Species of flowering plant

Hypericum origanifolium is a species of flowering plant in the family Hypericaceae. It is native to Turkey, the Caucasus, and northwestern Syria. The species can be found in dry, often rocky, soil and on cliff slopes and ledges.

== Description ==
Hypericum origanifolium is a perennial herb that grows 5–30 centimeters tall. It has many stems that grow in dense clusters. They are dotted with black glands and covered in dense white hairs. The length of stem between leaves is 5–25 millimeters. The leaves are attached directly to the stems, and the blade measures 5–30 by 3–13 mm. They vary widely in shape, from a wide oval shape to a narrow lance-like shape. They have a papery texture, and are covered with the same kind of hairs as the stems. There are many pale glands and a few black glands on the leaves, which are point-shaped and irregularly spaced.

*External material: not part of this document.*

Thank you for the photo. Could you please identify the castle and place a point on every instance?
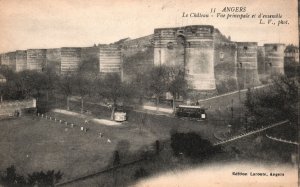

The inflorescence has 1–16 flowers which are each 15–28 mm wide. The petals are golden yellow and are a triangular lance shape. They are veined red and measure 9–15 by 4–7 mm. They have the same kind of glands as are on the leaves. Each flower has 23–36 stamens, the longest of which are 7–12 mm. The seeds are black-brown and 1.5–1.8 mm long.

== Taxonomy ==
Hypericum origanifolium was first formally described by Carl Ludwig Willdenow in 1803 in the fourth edition of Species Plantarum. A subspecies of Hypericum origanifolium was described in 1891 by Josef Freyn and Joseph Bornmüller. It is found only in Turkey and was named H. origanifolium subsp. depilatum. Norman Robson reduced the taxon to the level of variety in 2010, as part of his monograph of the genus Hypericum.

== Chemistry ==
Several phytochemicals have been found in Hypericum origanifolium; chlorogenic acid and rutin are the most common phenols found in the plant. Additionally, the species has a similar hypericin and flavonoid content to Hypericum perforatum, which indicates that it could serve as a substitute for the latter species.

In testing performed on mice, Hypericum origanifolium extracts demonstrated antidepressant, anxiolytic, and antinociceptive capabilities.